Dead Obies
DEAD.
(Bonsound)

Le jour J ou, devrais-je dire le jour D, est enfin arrivé pour le collectif rap montréalais Dead Obies. Depuis la parution de Gesamtkunstwerk en 2016, le groupe a multiplié les parutions simples tout en effectuant un virage à 180 degrés (et je ne parle pas de skateboard ici).

Évidemment, ils étaient six au départ mais ils ne sont plus que cinq maintenant.

«J’ai fais le tour du monde avec mes quatre jeunes premiers
J’suis incroyable comme promis» –20SOME

Le « Big Five », comme ils se surnomment dorénavant, amorce l’ère post-McCan. Outre le départ de Jean-François Ruel (le McCan en question) vers une carrière solo et télévisuelle, des projets connexes commencent à éclore. Je pense ici aux petits becs solitaires de Joe Rocca avec French Kiss. Bon, concentrons-nous sur le sujet de l’heure, l’album DEAD. Question de recherche pour un nom, les gars n’ont pas cherché de midi à 14 heures… Musicalement, si la nouvelle galette du « Five-O » s’éloigne de Gesamtkunstwerk, elle nous amène à des années lumières de Montréal $ud. La brutalité et l’attitude « punk » qu’on retrouvait sur le premier opus est totalement absente sur DEAD. Cependant, on ressent quelques similitudes avec Gesamtkunstwerk même si les beats électro, pop et même reggaeton de VNCE sont omniprésents. Des pièces comme Oh Boy! (première en liste), Royautés ou encore C’est Bon sont de véritables suites logiques à « l’oeuvre totale » précédente. L’abondance d’instrus influencés par le trap américain vient teinter l’expérience sonore. Oui, le trap est un courant intéressant à explorer pour des mc’s avec un lexique aussi éclaté que celui des gars de Dead Obies.

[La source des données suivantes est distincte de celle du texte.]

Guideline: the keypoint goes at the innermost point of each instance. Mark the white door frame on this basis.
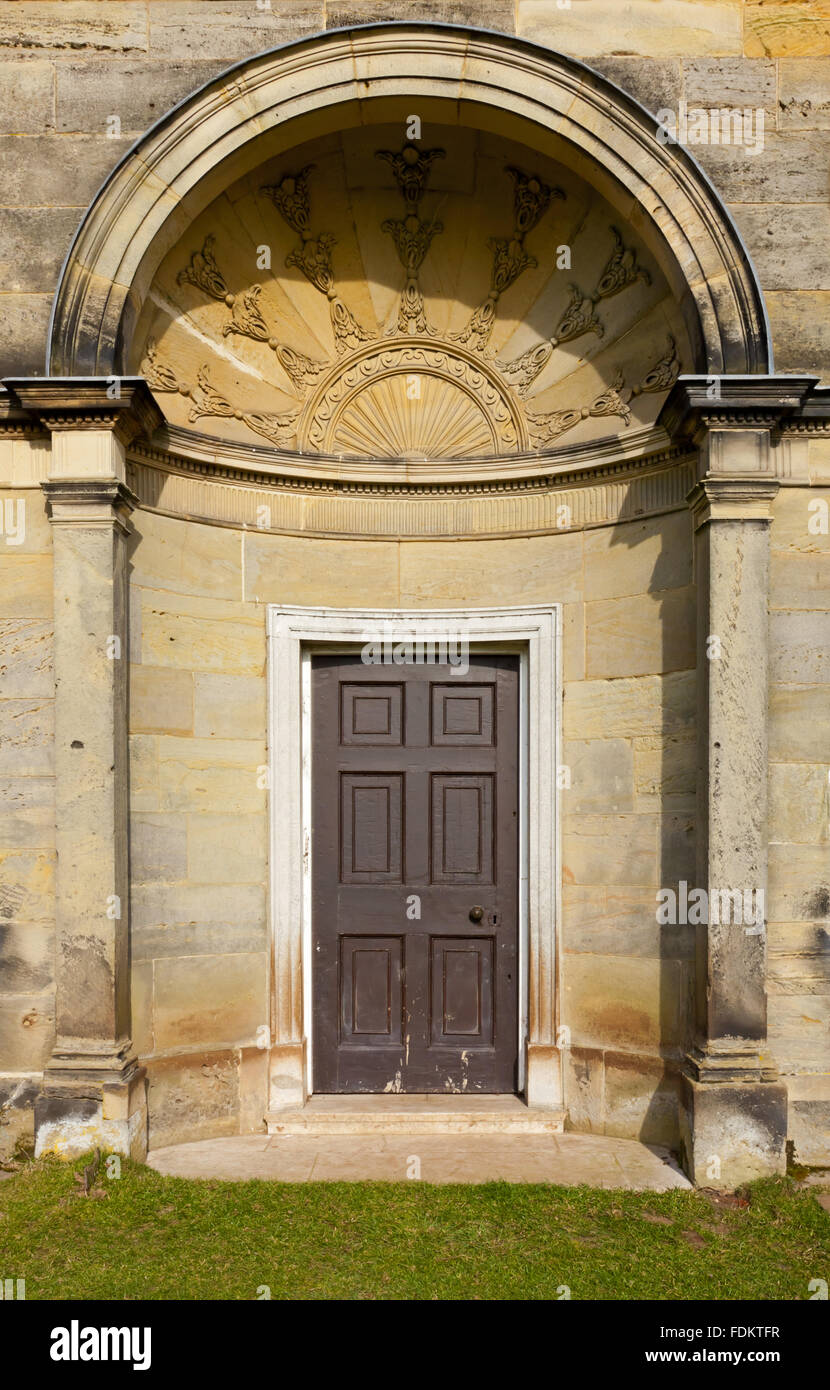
(294, 634)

Par contre, l’enchaînement devient lourd et l’immersion se fait difficilement à travers la trame qui se ressemble énormément au coeur de l’album. Si la quête d’écoute intégrale a été complexe dans les deux dernières semaines, quelques pistes ont tout de même piqué ma curiosité. Personnellement, je suis surpris de l’angle proposé par VNCE sur High. Une mélodie électro-reggae avec une douce guitare acoustique ensoleillée, voilà qui est nouveau pour Dead O. J’attendais presque un verse de FouKi, quoique malgré les nombreuses apparitions de la jeune sensation et l’accord naturel de cette chanson, l’entourage des rappeurs n’est pas le même.

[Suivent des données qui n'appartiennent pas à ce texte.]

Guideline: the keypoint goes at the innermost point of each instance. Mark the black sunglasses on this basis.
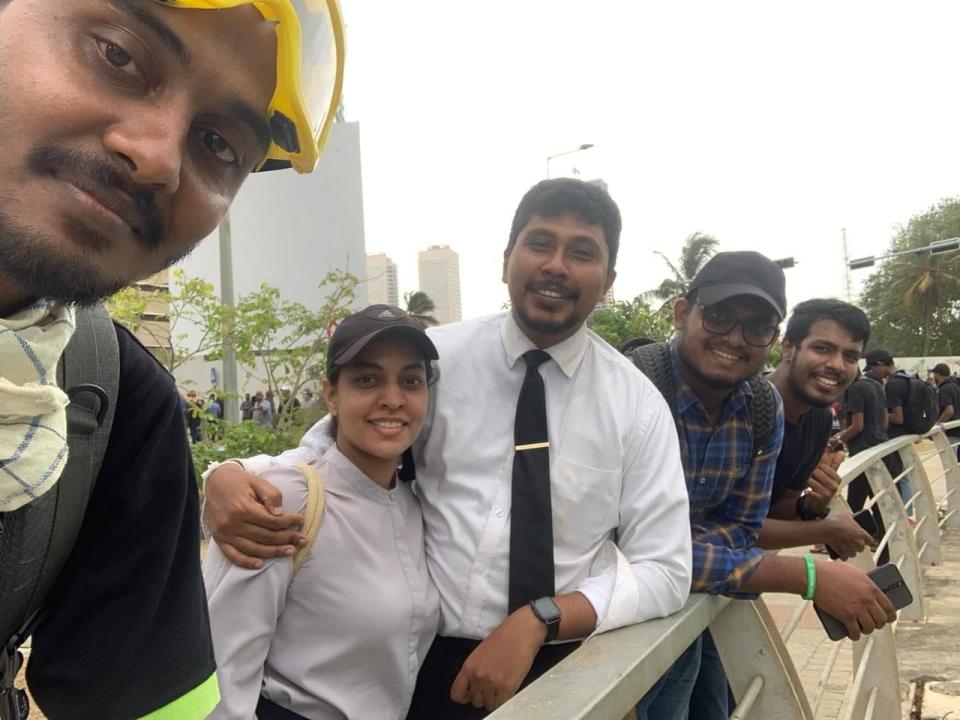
(720, 321)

En deux teintes, DEAD, contenant à la fois de vrais pièces précieuses et adaptations réchauffées. Alors que les deux dernières 2gether et Girl sont de véritables hymnes R&B-soul sentimentales, André et F1 sont incompréhensibles. Le propos est assez simple, détrompez-vous. André, un des singles d’origine, est une distorsion constante de deux minutes où les gars crachent tous dans un micro beurré d’autotune à la Travis Scott. Sinon, F1, quant à elle, reprend les sujets amplement exploités de la popularité, du succès financier sous une sorte d’hommage à Jacques Villeneuve. Encore là, j’imagine que ces dernières sauront satisfaire un certain public. Par ailleurs, si le départ de Yes McCan laisse un vide derrière lui, 20SOME a pris du galon en son absence. Considéré comme le plus technique des MC’s du quintette, je crois qu’il sera « enfin » sous les projecteurs.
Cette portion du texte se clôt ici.